The only thing you can brute force from that is some IP and some salt such that SHA1(IP+Salt) = 6FF6BA399B75F5698CEEDB2B1716C46D12C28DF5 But you'll find millions of such IPs. Perhaps all possible IP's will work with some salt, and give that hash. It's not revealing my IP even if you manage to find a match?




If you also explicitly mentioned the salt used (as bear appear to have done?), this just becomes a matter of testing 4 billion options and seeing which matches


I think it's just unsalted in the example code. Or you could argue that the date is kind of used as a salt. But the point was that salting + hashing is fine for PII in telemetry if and only if the salt stays on the client. It might be difficult to do without JS though.


What does "stay on the client" mean? It has to be consistent across visits and you don't want to use cookies (otherwise you don't need to mess with addresses at all). You have no option except sending every client the same salt.


In this context it means exactly that: staying on the client. And yes that means using cookies (or rather, local storage probably). So this is requiring consent no matter how you do it. But note that the system in the article also requires consent since it sends PII (the IP) over the wire and saves it on the server.
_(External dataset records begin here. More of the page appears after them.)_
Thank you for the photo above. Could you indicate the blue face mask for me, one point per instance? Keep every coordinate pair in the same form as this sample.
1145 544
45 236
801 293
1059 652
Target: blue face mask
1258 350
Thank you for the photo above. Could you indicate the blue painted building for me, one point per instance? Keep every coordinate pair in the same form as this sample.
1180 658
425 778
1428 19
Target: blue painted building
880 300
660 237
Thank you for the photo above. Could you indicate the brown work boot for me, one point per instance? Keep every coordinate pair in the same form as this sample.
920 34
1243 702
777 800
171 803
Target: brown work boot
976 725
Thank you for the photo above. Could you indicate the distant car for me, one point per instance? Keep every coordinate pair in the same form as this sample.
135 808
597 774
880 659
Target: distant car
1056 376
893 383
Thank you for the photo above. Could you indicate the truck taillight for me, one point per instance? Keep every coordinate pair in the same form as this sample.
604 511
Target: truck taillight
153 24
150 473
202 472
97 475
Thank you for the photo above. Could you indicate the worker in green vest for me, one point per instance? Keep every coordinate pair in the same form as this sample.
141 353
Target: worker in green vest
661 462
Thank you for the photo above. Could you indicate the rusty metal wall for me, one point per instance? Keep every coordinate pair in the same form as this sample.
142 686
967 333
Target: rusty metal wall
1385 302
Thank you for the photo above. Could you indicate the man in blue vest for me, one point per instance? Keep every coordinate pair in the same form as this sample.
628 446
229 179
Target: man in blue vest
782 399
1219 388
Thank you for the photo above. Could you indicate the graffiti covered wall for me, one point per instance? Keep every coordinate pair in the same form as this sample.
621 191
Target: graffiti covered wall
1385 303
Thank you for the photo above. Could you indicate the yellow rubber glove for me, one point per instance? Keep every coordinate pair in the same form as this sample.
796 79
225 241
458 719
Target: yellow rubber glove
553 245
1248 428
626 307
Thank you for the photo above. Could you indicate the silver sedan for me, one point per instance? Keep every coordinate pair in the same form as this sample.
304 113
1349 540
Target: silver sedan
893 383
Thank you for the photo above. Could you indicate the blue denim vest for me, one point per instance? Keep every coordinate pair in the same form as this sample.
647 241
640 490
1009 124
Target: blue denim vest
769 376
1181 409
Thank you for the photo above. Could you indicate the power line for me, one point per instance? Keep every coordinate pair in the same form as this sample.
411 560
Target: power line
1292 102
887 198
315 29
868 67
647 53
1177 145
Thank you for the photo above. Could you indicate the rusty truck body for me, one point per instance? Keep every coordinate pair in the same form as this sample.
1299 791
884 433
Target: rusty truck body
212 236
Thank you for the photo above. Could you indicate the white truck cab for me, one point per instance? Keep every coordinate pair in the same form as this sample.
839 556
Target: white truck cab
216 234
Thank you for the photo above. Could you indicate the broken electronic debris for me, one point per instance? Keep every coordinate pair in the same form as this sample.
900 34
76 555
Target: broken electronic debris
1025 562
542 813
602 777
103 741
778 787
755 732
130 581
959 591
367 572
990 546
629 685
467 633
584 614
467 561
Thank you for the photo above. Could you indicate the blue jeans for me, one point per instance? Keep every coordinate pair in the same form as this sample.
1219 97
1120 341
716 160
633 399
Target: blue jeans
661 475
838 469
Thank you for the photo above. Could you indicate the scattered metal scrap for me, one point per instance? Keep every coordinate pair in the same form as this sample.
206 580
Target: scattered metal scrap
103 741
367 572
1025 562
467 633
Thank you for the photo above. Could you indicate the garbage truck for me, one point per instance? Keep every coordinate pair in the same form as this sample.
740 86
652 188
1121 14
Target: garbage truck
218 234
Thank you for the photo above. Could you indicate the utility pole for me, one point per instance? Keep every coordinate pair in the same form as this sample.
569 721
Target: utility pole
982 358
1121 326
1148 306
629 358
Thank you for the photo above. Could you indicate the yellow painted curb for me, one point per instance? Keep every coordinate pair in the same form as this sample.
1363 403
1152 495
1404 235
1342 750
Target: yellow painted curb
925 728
It's reversible and not anonymous - so it's even worse than using a cookie without consent I'd say.

Yes if all you ever want to send is a unique visitor ID then there is no point in having a local hash, because you can just generate a random ID and use that to identify the user.

What I mean is that if you want to send multiple pieces of PII (such as an IP, a filename, a username,...) then the only way to do that safely is to send hash(salt+filename) for example, where the salt is not known to the server receiving the hash. The IP in the suggestion to use a locally stored hash here just represented "PII that should be sent anonymously" and not "A good way of identifying a unique system".